Referrals for mental health services might be necessary if a family member:

  • Indicates that he/she wants to kill himself/herself. Although many family members feel this way at times, someone who describes how, when or where he/she would commit suicide should be referred to a suicide prevention hotline or crisis intervention service immediately.
  • Fears that he/she will hurt, or confesses that she has hurt, their spouse or a surviving child. This situation also calls for immediate attention.
  • Seems continually anxious or depressed, especially if he/she tells or hints that he/she is unable to care for her home or family.
  • Continually uses alcohol or drugs—prescription, over-the-counter or illegal—to alter his/her mood, induce sleep or numb pain.

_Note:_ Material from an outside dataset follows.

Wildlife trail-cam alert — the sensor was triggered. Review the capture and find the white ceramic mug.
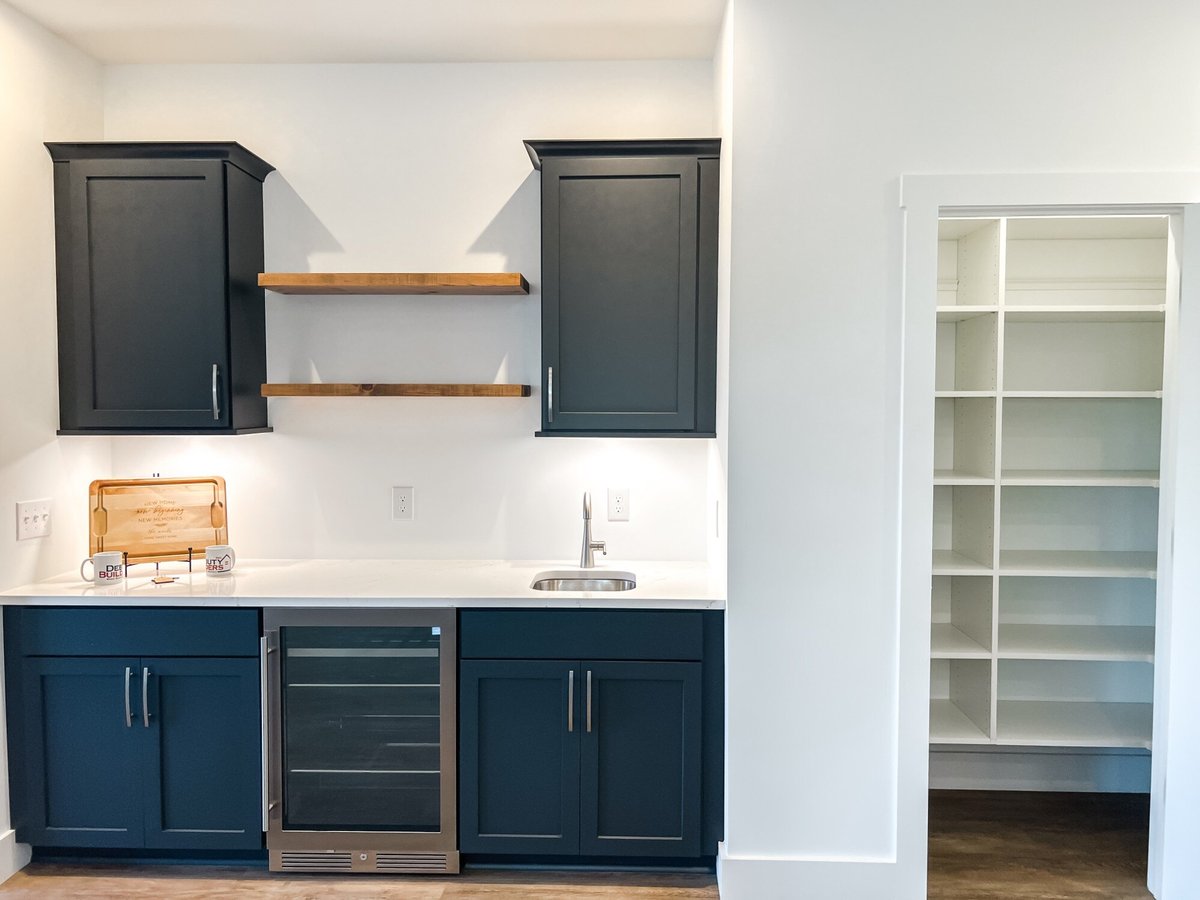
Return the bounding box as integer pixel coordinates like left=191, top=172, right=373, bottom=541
left=79, top=550, right=125, bottom=584
left=204, top=544, right=238, bottom=575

  • Says that he/she has, or appears to have, gained or lost over 25 pounds.
  • Frequently expresses relief or indifference over the infant’s death.
  • Continually blames him/herself or another person for the child’s death. Persistent relationship difficulties with spouses, surviving children or extended family members may also indicate the need for referral to professional assistance.

A single or occasional occurrence of most of these situations is usually not a cause for great concern. However, if repeated over a period of weeks or months, these reactions may indicate that a family member is experiencing complicated grief and might best be served by a medical or counseling professional.